LOCATION     = "us-central1"
BUCKET       = "qa-benchmark"
vertexai.init(project=PROJECT_ID, location=LOCATION)

In [None]:
# Create data folder and configs
!mkdir -p data/{pdf,html,youtube,docx,ppt,txt,output,generated,cleaned,final} configs

In [None]:
# transfer data from gcs to data folder here
!gsutil -m cp gs://qa-benchmark/raw/*.pdf data/pdf/

In [None]:
# ── Colab cell 4 ──
import textwrap, yaml, pathlib, json, os

cfg = textwrap.dedent(f"""
# configs/openai.yaml  ── just the LLM section ──
llm:
  provider: "api-endpoint"          # <- tells the kit we’re using HTTPS, not vLLM

api-endpoint:
  api_base: "https://api.openai.com/v1"   # OpenAI REST root
  api_key: ""
  model:    "gpt-4o-mini"
  max_retries: 3
  retry_delay: 1.0

generation:
  temperature: 0.5   # Higher = more creative, lower = more deterministic
  top_p: 0.95        # Nucleus sampling parameter
  chunk_size: 500   # Size of text chunks for processing
  overlap: 50       # Overlap between chunks to maintain context
  max_tokens: 10000   # Maximum tokens in LLM responses
  num_pairs: 30      # Default number of QA pairs to generate
  num_cot_examples: 5  # Default number of Chain of Thought examples to generate
  num_cot_enhance_examples: null  # Maximum number of conversations to enhance (null = enhance all)
  batch_size: 32     # Number of requests to batch together (for create)

# Content curation parameters
curate:
  threshold: 7.0     # Default quality threshold (1-10)
  batch_size: 32     # Number of items per batch for rating
  inference_batch: 32 # Number of batches to process at once with VLLM
  temperature: 0.1   # Temperature for rating (lower = more consistent)

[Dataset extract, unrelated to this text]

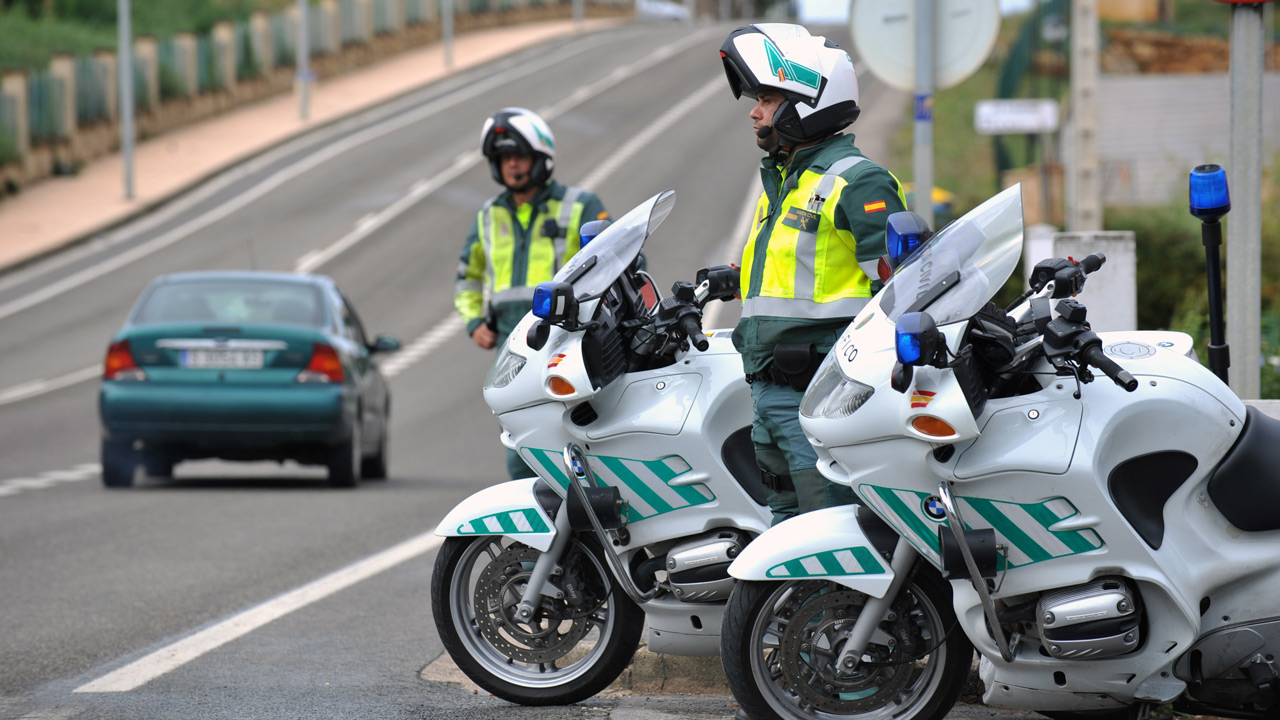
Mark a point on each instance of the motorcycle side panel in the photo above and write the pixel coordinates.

# Format conversion parameters
format:
  default: "jsonl"   # Default output format
  include_metadata: true  # Include metadata in output files
  pretty_json: true  # Use indentation in JSON output

# Prompts for different tasks
prompts:
  # Summary generation prompt
  summary: |
    Summarize the provided document in 3–5 sentences. Your summary should clearly identify the main topic, highlight the most important concepts or procedures, and capture any essential technical details or requirements. Avoid including minor details or tangential information. Write your summary in clear, concise language, ensuring that it provides an accurate overview for someone unfamiliar with the original document

  # QA pair generation prompt
  qa_generation: |
    You are required to generate {num_pairs} complex and meaningful question-answer pairs from the provided document content to build a validation dataset. Follow these guidelines carefully: Please provide complete answers to the questions; do not give incomplete or partial answers. Each answer must provide all necessary details explicitly. Base your question on the technical aspects of the documents. Formulate realistic and meaningful questions that anticipate genuine inquiries a user might have regarding the technical procedures, rules, or detailed instructions described in the document. Avoid overly simplistic, trivial, or obvious questions. Ensure all questions directly address the technical aspects or detailed procedural content within the document. Do not create administrative or ownership-related

    Rules:
    1. Questions must be about important facts in the text
    2. Answers must be directly supported by the text
    3. Return JSON format only:

    [
      {{
        "question": "Question 1?",
        "answer": "Answer 1."
      }},
      {{
        "question": "Question 2?",
        "answer": "Answer 2."
      }}
    ]

    Text:
    {text}
  cot_generation: |
    Create {num_examples} complex reasoning examples from this text that demonstrate chain-of-thought thinking.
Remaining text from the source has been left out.